27 Mai 2025
Debate toma a esfera judicial em ação de entidades ambientais contra o Executivo.
A reportagem é de Bettina Gehm, publicada por Sul21, 24-05-2025.
Afinal, o Guaíba é rio ou lago? O debate sobre as águas que banham a capital gaúcha é antigo, mas agora chegou à esfera judicial. O Tribunal de Justiça do Rio Grande do Sul (TJRS) marcou uma audiência pública sobre o tema para o dia 30 de maio, a fim de subsidiar o julgamento de uma ação civil pública movida por entidades ambientalistas contra o Estado do Rio Grande do Sul, a Fundação Estadual de Proteção Ambiental (Fepam) e o Município de Porto Alegre.
Autores da ação, a Associação Gaúcha de Proteção ao Ambiente Natural (Agapan), o Instituto Gaúcho de Estudos Ambientais (INGÁ) e o Movimento de Justiça e Direitos Humanos (MJDH) querem que o Guaíba seja enquadrado à Lei de Proteção à Vegetação Nativa – Código Florestal – a fim de ampliar a proteção das comunidades no entorno do curso d’água.
O Código Florestal estabelece a área mínima a de proteção, a partir das margens, conforme a largura de cada curso d’água. Essa proteção inicia com 30 metros para cursos d’água de menos de 10 metros de largura, podendo chegar a 500 metros, quando o curso d’água tiver mais de 600 metros de largura.
Emerson Prates, do Instituto Gaúcho de Estudos Ambientais, afirma que as próprias entidades ambientais vêm debatendo sobre a denominação do Guaíba. “Curso d’água tem a área de preservação de mata ciliar e de encosta. Mas a gente não tem essa definição pronta, se vamos levar essa ideia para frente ou se vamos adotar o rio mesmo, porque um curso d’água também é um arroio e é um rio”.
A preservação da mata ciliar na beira dos rios é importante por vários motivos. “Além de absorver as inundações, ela diminui a velocidade dos ventos, para que não chegue em áreas urbanas derrubando tudo”, elenca Emerson. “Ela regula os ciclos das chuvas, conservando elas. Não colocando concreto, também não se monta mais ilhas de calor”.
“Poderíamos chamar o Guaíba de rio, lago, estuário, sanga, açude, oceano, poça, ou qualquer outro nome, desde que tenhamos a proteção máxima possível prevista em lei”, explica Heverton Lacerda, presidente da Agapan. “O que temos em disputa, na realidade, não é um título nem uma definição técnica, mas sim os interesses do mercado de especulação imobiliária, que, literalmente, ganha terreno ao ter o Guaíba categorizado como lago, contra as necessidades da sociedade civil”, detalha.

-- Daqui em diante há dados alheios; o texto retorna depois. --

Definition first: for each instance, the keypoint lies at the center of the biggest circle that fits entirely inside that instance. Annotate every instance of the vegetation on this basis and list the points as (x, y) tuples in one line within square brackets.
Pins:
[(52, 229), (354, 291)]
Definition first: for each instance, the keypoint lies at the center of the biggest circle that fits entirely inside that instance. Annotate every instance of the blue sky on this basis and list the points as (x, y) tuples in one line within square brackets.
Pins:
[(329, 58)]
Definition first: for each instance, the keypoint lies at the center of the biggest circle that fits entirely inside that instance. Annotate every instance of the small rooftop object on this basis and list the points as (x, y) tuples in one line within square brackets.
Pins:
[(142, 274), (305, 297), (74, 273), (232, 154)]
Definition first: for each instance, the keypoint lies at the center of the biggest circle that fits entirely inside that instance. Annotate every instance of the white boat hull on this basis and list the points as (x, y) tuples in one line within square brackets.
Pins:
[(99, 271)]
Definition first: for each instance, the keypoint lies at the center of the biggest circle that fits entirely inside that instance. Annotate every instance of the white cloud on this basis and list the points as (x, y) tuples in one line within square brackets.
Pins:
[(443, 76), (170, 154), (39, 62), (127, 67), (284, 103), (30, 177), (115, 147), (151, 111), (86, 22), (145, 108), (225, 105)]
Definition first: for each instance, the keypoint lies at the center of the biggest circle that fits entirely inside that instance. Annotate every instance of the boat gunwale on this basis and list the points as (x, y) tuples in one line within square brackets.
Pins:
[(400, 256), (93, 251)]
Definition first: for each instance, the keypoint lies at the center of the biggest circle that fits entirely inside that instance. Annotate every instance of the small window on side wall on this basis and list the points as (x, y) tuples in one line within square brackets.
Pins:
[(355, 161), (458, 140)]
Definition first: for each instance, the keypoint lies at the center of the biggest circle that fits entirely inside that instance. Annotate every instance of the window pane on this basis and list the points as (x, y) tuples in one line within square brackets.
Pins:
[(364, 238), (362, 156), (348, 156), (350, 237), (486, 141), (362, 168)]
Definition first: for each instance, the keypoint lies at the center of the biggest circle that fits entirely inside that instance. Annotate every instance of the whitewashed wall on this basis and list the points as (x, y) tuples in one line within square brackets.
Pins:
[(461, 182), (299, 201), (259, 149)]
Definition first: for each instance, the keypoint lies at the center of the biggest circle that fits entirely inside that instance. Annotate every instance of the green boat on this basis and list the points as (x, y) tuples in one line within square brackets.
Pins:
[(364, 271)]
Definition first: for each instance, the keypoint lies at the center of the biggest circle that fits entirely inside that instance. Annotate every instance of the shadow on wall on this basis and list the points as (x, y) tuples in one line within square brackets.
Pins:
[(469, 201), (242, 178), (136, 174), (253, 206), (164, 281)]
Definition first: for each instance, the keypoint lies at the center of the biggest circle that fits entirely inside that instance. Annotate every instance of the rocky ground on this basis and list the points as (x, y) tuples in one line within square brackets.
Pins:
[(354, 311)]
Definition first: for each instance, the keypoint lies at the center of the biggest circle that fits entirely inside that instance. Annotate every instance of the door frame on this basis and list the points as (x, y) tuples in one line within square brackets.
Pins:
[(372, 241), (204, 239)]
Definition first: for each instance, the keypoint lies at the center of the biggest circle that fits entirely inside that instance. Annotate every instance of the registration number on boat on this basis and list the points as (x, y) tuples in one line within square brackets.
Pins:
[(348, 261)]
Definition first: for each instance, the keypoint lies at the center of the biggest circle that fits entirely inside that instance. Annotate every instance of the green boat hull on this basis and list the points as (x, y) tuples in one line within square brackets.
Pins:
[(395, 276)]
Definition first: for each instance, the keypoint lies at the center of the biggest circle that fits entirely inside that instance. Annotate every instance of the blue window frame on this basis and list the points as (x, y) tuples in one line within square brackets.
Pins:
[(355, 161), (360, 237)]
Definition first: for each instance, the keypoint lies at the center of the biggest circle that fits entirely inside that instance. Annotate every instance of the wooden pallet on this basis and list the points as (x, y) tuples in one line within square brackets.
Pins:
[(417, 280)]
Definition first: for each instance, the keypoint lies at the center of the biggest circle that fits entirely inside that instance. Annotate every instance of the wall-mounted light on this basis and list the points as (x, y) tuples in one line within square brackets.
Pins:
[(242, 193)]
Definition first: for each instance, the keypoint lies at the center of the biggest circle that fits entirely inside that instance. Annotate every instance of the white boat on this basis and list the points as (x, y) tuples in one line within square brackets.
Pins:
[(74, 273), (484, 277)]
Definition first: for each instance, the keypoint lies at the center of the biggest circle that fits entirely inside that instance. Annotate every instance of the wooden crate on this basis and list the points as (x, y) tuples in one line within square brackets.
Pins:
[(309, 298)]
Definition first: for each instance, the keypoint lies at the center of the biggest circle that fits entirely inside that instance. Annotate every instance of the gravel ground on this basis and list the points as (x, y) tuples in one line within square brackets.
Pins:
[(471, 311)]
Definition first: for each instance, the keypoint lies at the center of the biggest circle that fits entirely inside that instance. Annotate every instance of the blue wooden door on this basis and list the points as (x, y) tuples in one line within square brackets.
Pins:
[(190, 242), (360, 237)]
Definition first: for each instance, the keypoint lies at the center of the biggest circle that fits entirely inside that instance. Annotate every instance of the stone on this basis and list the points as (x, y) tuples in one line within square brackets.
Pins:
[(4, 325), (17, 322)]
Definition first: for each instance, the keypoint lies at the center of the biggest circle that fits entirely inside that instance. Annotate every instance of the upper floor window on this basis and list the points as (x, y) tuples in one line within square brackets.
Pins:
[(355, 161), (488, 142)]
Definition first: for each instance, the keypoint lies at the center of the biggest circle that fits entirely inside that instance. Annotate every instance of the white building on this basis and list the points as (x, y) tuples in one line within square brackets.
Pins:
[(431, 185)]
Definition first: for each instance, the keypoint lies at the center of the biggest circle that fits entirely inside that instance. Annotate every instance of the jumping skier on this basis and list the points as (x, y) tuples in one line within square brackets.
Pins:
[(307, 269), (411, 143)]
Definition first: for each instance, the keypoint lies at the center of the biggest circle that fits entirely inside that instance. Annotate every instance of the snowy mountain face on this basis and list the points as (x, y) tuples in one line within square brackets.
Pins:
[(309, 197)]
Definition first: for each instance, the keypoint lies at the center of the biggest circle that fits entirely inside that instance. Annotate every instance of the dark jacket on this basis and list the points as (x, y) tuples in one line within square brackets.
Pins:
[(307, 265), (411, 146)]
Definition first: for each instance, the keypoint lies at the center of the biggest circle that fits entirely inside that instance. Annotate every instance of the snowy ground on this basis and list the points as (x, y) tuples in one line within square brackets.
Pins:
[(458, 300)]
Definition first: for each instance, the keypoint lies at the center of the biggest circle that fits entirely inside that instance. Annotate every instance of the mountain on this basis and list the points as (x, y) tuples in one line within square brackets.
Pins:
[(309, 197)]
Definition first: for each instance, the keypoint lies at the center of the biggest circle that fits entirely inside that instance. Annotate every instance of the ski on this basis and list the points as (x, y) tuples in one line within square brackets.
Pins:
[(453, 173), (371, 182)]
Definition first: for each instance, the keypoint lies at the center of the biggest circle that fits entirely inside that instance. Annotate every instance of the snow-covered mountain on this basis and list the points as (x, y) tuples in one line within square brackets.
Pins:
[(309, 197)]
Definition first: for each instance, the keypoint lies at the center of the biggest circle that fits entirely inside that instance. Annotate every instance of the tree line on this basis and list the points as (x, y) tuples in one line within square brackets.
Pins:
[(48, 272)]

“A nossa ação também cobra atenção ao artigo 225 da Constituição Federal, que estabelece o direito de todos ao meio ambiente ecologicamente equilibrado. O Guaíba, diferente do que diz o governo do Estado, não está preservado”, afirma Heverton. “Basta olhar para suas margens e água ou prová-la, o que não recomendo”.
Até os anos de 1990, o Guaíba foi considerado rio. A partir daí, passou a ser definido como lago, e essa é a denominação que a Prefeitura assumiu oficialmente. O fato é que a discussão foi reacendida após a cheia que inundou a cidade em maio de 2024.
Quando a Capital e o estado ainda estavam mensurando os estragos da enchente, o MJDH promoveu um debate sobre o Guaíba. Na ocasião, o professor Elírio Toldo Júnior, do departamento de Mineralogia e Petrologia da UFRGS, foi categórico: é rio – se fosse lago, já teria virado uma fossa, tamanha a quantidade de dejetos que deságuam nele.
A definição do Guaíba como rio é importante, segundo o professor, para medir corretamente o nível da água e prevenir transtornos em enchentes como a que ocorreu em 2024. No entanto, interessa ao setor imobiliário que o Guaíba seja definido como um lago, o que acarretaria em um estreitamento da área protegida em suas margens.
A principal evidência apresentada pelo professor para chamar o Guaíba de rio é seu desnível: diferente de um lago, a superfície da água é inclinada. “O peso da água se desloca no sentido do declive”, resumiu Elírio.
A importância desse dado num contexto de enchente só foi conhecida na catástrofe daquele mês de maio. Segundo o professor, a Zona Norte da Capital inundou mais que o resto da cidade porque – além dos evidentes problemas estruturais –, o desnível do Guaíba entre essa região e o Gasômetro chega a dois metros em uma cheia. Na região, o bairro Sarandi foi um dos que passou mais de um mês alagado.